Redis Sentinel State Incosistency - Nineya|java/go/python

Redis version: 4.0.1

We are running 1 master with 1 slave and 4 sentinels on Kubernetes.

Out problem is that sometimes one of the sentinels randomly starts thinking that Redis instance is down even though it is now - it is fully responsive and other sentinels are still seeing it and able to perform failover.

The output from sentinels who considers machine down contains same IP/PORT combination as output from sentinel which is up.
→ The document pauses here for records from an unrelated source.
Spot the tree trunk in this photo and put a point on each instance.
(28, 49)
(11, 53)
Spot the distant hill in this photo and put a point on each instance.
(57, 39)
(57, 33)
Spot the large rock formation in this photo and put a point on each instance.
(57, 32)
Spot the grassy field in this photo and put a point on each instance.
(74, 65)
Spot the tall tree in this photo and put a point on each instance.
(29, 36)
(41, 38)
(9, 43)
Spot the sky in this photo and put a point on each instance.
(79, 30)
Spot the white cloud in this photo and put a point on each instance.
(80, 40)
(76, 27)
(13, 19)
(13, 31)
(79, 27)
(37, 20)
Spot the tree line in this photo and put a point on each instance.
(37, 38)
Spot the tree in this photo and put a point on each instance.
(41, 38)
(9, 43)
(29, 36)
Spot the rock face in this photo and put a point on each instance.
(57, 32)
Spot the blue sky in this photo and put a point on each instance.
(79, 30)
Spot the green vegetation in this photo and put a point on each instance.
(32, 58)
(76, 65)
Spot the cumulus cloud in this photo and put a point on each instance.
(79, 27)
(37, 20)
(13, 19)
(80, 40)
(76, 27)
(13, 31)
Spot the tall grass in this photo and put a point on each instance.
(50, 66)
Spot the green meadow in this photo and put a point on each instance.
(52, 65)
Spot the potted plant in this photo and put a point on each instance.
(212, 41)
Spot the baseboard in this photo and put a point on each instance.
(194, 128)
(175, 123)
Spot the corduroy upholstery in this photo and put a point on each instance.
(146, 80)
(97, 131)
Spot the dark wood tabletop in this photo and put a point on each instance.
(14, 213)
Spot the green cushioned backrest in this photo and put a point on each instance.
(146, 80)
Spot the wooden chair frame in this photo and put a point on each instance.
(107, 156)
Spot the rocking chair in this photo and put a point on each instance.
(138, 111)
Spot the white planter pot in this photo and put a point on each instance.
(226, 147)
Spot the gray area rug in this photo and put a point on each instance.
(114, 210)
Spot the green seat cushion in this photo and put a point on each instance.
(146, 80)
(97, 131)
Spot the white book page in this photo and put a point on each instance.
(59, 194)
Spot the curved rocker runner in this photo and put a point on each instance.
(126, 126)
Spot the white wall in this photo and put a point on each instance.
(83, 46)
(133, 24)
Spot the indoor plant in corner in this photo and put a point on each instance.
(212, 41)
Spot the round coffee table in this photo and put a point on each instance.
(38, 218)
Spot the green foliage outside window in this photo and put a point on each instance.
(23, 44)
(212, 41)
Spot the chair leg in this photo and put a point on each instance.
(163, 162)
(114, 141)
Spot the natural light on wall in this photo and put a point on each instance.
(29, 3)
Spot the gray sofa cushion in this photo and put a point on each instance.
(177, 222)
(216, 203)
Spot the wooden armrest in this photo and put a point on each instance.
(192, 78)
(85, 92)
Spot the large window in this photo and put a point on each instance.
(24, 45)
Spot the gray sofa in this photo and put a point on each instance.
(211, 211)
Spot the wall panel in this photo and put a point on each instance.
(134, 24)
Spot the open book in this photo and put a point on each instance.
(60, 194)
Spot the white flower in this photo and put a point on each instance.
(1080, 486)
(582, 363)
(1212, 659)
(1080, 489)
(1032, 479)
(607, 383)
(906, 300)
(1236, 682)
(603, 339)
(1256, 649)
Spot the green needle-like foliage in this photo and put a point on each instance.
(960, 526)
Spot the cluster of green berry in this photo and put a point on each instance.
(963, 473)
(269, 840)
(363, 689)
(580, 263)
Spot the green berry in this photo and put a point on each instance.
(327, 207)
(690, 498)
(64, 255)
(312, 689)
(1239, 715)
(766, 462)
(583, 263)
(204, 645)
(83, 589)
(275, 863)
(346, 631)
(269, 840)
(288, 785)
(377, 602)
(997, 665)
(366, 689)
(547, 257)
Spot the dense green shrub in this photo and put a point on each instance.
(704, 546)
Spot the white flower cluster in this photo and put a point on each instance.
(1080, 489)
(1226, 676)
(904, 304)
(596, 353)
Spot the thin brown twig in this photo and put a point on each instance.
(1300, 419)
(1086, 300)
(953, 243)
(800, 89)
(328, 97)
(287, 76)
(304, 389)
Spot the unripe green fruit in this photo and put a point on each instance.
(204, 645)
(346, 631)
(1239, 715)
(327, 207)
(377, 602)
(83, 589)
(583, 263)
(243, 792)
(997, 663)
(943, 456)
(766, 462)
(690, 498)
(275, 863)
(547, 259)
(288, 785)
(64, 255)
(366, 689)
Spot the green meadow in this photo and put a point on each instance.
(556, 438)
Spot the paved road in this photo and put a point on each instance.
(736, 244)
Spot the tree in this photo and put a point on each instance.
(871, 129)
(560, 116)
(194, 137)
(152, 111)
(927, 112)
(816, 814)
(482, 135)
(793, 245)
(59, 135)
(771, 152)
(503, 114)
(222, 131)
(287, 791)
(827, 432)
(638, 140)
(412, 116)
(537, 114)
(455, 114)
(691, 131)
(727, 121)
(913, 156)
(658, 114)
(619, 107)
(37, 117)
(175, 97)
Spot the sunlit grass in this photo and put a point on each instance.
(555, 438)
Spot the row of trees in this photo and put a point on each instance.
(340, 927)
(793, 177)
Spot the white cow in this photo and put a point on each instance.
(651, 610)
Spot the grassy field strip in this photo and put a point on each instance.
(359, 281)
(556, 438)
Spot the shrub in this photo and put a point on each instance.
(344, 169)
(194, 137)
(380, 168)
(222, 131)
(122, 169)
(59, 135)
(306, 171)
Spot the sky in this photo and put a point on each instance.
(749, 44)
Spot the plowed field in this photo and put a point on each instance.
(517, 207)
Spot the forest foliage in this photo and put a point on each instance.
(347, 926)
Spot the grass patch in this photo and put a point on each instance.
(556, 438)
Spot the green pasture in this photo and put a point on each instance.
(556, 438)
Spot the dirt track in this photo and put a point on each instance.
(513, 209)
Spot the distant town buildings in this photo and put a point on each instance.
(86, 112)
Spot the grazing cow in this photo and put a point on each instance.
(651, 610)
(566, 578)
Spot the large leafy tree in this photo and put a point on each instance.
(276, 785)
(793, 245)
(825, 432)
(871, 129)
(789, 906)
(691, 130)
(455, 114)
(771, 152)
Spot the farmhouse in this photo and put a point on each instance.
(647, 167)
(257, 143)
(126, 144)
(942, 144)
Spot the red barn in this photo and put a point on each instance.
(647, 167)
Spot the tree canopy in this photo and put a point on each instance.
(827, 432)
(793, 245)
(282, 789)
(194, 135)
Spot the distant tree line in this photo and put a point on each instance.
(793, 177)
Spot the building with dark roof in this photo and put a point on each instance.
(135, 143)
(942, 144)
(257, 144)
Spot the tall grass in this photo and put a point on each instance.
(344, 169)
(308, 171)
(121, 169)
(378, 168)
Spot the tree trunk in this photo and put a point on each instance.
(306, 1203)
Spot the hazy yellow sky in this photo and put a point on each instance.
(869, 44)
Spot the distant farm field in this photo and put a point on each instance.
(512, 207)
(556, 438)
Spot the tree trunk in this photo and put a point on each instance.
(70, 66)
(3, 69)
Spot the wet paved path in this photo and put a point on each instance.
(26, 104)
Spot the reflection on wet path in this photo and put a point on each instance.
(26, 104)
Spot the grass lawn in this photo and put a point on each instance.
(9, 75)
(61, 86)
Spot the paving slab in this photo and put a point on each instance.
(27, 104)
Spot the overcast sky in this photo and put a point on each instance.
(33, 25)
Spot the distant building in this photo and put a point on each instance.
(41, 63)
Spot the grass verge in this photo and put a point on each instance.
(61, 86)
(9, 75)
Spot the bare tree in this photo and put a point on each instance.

A machine which appears down is connectable from the pod/node where the affected sentinel is. Starting new sentinel with the original configuration on the same pod/node works correctly.

Example output from affecting sentinel:

1)  1) "name"
    2) "10.4.20.88:16379"
    3) "ip"
    4) "10.4.20.88"
    5) "port"
    6) "16379"
    7) "runid"
    8) "8d284ec83d737a6455a3d2b4dd3ab22ab8c88462"
    9) "flags"
   10) "slave"
   11) "link-pending-commands"
   12) "192"
   13) "link-refcount"
   14) "1"
   15) "last-ping-sent"
   16) "0"
   17) "last-ok-ping-reply"
   18) "69416299"
   19) "last-ping-reply"
   20) "69416299"
   21) "down-after-milliseconds"
   22) "3000"
   23) "info-refresh"
   24) "66714517"
   25) "role-reported"
   26) "slave"
   27) "role-reported-time"
   28) "70330640"
   29) "master-link-down-time"
   30) "1505763519000"
   31) "master-link-status"
   32) "err"
   33) "master-host"
   34) "10.4.19.63"
   35) "master-port"
   36) "16379"
   37) "slave-priority"
   38) "100"
   39) "slave-repl-offset"
   40) "1"

The output from the another sentinel for the same cluster:

1)  1) "name"
    2) "10.4.20.88:16379"
    3) "ip"
    4) "10.4.20.88"
    5) "port"
    6) "16379"
    7) "runid"
    8) "8d284ec83d737a6455a3d2b4dd3ab22ab8c88462"
    9) "flags"
   10) "slave"
   11) "link-pending-commands"
   12) "0"
   13) "link-refcount"
   14) "1"
   15) "last-ping-sent"
   16) "0"
   17) "last-ok-ping-reply"
   18) "626"
   19) "last-ping-reply"
   20) "626"
   21) "down-after-milliseconds"
   22) "3000"
   23) "info-refresh"
   24) "1393"
   25) "role-reported"
   26) "slave"
   27) "role-reported-time"
   28) "70353077"
   29) "master-link-down-time"
   30) "0"
   31) "master-link-status"
   32) "ok"
   33) "master-host"
   34) "10.4.19.63"
   35) "master-port"
   36) "16379"
   37) "slave-priority"
   38) "100"
   39) "slave-repl-offset"
   40) "3544531620430"

As you can see both slave IP and master IP match on both sentinels.

Sentinel log does not contain any relevant information. The only solution I was able to find is restarting sentinel which is not really even a solution.

There is no pattern, this happens completely randomly and only one sentinel is affected at a time. Generally, this doesn't cause any issues but if we wait long enough 2-3 sentinels are affected which causes random failovers.

Any idea what could be the problem or any pointers on how to debug it?

My guess would be that issue is somehow related to containerized environment and sentinel is somehow caching connection in a way it thinks it's down even though it isn't and it is not retrying to reconnect.